しかし、始めから分かっていた様で、特に驚いてはいない。
「○○って言うんだろ?クルガンから聞いた」
シードの声に○○は混乱した頭で頷いた。
「なぁ、○○。俺は本気でお前の事が好きになっちまったんだ。なぁ、一体どうしたら良いんだ?!」
シードは切なそうな声を出した。
「……」
「お前は敵で、これも作戦なのは理解できた。だがな、それでも今、お前をこの手に抱けるだけで身体は喜んでるんだ」
シードは○○の肩に顔を埋める。
「っ!」
「なぁ、俺は本気なんだ……。もうお前を無理矢理抱こうとは思わねー。正直、今も抱きたいのは変わらないがな。
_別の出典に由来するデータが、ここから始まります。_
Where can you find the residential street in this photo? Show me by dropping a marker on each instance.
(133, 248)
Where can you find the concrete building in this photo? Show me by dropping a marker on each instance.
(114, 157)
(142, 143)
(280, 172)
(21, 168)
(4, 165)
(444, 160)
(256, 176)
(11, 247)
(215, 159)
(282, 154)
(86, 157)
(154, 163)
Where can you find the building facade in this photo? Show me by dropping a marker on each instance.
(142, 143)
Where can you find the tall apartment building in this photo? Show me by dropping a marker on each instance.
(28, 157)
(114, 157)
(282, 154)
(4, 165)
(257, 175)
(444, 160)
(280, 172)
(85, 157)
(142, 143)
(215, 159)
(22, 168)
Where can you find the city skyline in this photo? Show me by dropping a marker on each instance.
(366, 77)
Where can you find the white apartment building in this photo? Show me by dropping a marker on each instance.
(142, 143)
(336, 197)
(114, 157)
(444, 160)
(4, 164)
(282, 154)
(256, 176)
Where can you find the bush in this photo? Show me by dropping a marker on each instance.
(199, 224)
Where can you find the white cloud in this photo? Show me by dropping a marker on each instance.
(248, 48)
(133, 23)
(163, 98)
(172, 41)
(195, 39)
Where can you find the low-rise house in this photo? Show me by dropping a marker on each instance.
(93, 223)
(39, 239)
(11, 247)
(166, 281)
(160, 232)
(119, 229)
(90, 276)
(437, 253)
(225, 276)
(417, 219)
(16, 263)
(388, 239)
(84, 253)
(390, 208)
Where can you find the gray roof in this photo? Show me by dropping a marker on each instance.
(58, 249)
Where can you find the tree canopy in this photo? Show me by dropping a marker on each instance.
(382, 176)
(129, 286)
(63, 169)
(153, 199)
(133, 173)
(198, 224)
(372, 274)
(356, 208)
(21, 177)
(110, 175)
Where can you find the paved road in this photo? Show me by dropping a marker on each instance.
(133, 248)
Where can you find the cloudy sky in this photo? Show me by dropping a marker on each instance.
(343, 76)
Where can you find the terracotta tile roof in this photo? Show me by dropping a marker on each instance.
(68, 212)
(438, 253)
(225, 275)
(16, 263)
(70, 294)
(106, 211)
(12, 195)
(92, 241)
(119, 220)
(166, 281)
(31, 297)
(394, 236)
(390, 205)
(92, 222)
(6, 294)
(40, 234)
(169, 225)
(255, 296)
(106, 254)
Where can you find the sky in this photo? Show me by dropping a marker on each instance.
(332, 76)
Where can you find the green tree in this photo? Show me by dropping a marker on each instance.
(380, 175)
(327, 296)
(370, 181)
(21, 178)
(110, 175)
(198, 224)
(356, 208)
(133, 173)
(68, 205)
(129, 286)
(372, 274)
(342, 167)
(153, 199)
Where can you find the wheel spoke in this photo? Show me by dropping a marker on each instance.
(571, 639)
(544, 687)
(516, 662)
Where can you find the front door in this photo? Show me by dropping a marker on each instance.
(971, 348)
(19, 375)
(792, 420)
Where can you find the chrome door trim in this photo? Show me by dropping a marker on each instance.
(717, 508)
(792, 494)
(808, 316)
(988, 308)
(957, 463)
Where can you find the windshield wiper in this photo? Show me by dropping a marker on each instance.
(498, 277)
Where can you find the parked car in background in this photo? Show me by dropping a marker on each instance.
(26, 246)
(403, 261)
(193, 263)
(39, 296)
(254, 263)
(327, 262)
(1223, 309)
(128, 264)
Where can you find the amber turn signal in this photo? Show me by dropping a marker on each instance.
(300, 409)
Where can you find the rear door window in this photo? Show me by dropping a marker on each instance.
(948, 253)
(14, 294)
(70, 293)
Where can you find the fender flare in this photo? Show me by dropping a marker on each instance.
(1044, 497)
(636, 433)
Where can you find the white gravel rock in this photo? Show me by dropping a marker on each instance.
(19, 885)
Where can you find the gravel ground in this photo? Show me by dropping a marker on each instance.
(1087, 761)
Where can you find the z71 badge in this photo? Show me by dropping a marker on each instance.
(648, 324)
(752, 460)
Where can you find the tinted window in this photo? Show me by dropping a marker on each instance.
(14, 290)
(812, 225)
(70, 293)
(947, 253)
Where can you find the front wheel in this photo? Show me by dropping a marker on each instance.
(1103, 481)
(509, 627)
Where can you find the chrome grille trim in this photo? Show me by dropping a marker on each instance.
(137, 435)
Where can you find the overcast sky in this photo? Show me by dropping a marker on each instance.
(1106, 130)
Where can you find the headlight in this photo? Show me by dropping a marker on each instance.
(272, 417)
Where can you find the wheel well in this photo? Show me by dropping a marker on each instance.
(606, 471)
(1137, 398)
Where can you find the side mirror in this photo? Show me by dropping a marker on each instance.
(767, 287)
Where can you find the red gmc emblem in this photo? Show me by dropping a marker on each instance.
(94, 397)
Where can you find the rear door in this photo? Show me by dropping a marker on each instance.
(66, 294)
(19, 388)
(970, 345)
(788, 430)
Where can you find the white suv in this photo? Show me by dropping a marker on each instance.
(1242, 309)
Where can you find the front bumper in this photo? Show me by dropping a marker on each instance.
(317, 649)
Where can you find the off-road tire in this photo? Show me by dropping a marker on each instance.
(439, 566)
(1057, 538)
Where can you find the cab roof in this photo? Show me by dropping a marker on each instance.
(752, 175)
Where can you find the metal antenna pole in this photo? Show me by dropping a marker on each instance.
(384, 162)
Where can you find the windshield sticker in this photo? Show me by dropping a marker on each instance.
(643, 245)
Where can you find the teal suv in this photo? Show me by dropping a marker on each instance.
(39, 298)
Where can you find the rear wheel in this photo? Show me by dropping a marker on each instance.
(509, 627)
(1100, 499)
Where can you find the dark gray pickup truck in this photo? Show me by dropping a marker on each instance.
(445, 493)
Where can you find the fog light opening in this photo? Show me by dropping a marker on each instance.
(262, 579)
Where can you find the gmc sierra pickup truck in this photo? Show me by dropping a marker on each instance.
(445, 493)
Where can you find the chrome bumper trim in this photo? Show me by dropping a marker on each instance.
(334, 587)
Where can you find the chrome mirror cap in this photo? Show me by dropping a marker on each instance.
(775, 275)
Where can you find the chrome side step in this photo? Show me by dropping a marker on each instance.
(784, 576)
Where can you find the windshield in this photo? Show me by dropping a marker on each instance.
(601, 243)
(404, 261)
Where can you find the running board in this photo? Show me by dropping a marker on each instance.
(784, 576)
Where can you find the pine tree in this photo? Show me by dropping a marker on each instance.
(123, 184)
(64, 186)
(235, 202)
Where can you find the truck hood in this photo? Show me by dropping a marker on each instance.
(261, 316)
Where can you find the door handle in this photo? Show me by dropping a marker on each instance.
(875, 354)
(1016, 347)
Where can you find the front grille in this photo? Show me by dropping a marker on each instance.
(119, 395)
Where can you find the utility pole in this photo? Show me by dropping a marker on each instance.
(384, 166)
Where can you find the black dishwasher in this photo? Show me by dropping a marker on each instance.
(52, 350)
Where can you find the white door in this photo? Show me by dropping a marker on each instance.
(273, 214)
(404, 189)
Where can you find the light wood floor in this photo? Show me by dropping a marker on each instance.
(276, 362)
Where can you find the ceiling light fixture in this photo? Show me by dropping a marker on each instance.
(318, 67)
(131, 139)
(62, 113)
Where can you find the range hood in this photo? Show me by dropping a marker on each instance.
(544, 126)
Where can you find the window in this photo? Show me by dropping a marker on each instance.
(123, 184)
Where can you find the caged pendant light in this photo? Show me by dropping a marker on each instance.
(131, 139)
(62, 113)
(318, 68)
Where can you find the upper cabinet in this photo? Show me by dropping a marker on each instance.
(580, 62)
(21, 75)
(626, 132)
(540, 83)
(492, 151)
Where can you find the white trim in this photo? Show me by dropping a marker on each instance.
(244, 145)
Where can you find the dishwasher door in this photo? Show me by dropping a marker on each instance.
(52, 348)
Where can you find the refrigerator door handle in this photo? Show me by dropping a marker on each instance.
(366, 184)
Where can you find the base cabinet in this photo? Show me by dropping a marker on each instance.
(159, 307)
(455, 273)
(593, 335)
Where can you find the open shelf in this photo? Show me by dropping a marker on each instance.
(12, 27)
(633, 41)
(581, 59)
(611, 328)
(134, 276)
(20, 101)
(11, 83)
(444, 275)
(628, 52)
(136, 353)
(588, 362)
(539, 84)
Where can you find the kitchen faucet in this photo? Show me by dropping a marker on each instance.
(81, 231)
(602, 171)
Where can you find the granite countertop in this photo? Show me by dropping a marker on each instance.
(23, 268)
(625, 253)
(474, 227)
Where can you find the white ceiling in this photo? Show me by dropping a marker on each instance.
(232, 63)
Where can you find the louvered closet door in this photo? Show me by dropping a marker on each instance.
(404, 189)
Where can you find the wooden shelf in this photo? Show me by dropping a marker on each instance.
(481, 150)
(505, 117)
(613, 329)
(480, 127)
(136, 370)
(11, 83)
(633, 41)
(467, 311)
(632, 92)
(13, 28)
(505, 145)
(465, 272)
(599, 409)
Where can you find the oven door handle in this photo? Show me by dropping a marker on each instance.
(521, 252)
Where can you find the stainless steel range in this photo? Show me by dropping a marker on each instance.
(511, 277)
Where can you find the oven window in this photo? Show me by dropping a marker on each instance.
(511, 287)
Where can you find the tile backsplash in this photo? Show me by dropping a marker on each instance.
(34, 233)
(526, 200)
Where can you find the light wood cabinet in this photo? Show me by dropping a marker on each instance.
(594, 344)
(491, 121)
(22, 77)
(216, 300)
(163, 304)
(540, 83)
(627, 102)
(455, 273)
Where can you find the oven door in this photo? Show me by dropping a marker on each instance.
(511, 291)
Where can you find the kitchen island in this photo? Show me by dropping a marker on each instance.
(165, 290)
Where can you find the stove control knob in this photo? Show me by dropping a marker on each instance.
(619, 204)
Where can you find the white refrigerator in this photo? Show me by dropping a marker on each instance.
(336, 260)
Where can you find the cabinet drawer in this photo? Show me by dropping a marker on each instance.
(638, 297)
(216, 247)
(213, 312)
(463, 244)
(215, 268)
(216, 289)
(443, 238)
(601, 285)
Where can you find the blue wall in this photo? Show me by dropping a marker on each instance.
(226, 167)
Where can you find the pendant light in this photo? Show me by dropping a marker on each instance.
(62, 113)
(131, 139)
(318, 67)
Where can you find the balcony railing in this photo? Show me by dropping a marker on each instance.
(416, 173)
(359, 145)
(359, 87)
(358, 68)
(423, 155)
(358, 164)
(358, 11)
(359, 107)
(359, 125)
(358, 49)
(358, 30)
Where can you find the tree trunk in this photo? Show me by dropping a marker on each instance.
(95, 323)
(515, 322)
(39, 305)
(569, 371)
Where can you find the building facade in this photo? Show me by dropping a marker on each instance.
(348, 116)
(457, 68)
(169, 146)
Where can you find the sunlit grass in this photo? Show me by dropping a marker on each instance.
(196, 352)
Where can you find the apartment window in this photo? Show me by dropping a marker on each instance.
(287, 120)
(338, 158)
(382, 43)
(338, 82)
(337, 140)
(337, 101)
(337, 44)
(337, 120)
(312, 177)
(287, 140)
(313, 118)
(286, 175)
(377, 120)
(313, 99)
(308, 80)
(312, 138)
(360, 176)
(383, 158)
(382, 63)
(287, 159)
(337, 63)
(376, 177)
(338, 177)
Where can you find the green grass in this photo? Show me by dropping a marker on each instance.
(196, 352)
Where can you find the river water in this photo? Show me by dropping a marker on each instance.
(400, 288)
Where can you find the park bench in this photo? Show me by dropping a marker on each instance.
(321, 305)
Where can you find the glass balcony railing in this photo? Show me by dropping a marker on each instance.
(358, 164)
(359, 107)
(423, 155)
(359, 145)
それでも、俺はお前にこの気持ちが本物だと解って欲しいんだ」
シードはぎゅっと○○を抱く腕を強くする。
「………………私は」
シードのあまりにもストレートな言葉に○○の心は揺れる。
「ん?」
「私は、好きな人がいる」
○○はそう、きっぱりと声を出す。
やはり真っ先に浮かぶのはフリックの姿だった。
「………………それで?」
シードは真剣な表情で聞く。
「そ、それで?いや、だから、貴方の気持ちには答えられない」
○○は困惑しきった声を出す。
「大丈夫だ!俺、諦め悪いから、お前がそいつにフラれるまで待ってやる」
シードはニヤリと笑った。
「な、なんて不吉な!!」
○○は思わず素で突っ込む。
「あはは、俺はお前が好きだ」
シードは○○の顔を笑顔でみつめた。
「…………」
○○はあまりにもストレートなシードに胸をドキドキとさせる。
そして、それを素早く否定する。
「お前が俺の足止め役なら、素直に足止めされてやるよ」
シードはニヤリと笑うと○○の腰を撫でた。
「っ!む、無理矢理はしないんでしょ?」
○○は困った顔をする。
「あ?あぁ……まぁ、そうだな」
シードは眉間にシワを寄せる。
「なら、これだ」
「っ!!!」
シードはポケットから猫のネックレスを取り出す。
「これを返して欲しかったら、俺に抱かれるか?」
シードはニヤリと笑った。
「っ!!………………」
○○はフリックに初めて買って貰ったネックレスを見た。
「…………まぁ、とりあえず今日は良いか」
シードは笑いながらネックレスをしまい込む。
「お前は俺を好きになるぜ」
「っ!!!」
シードの自信に満ち溢れた顔に、○○はカッと頬に熱が集まるのを感じた。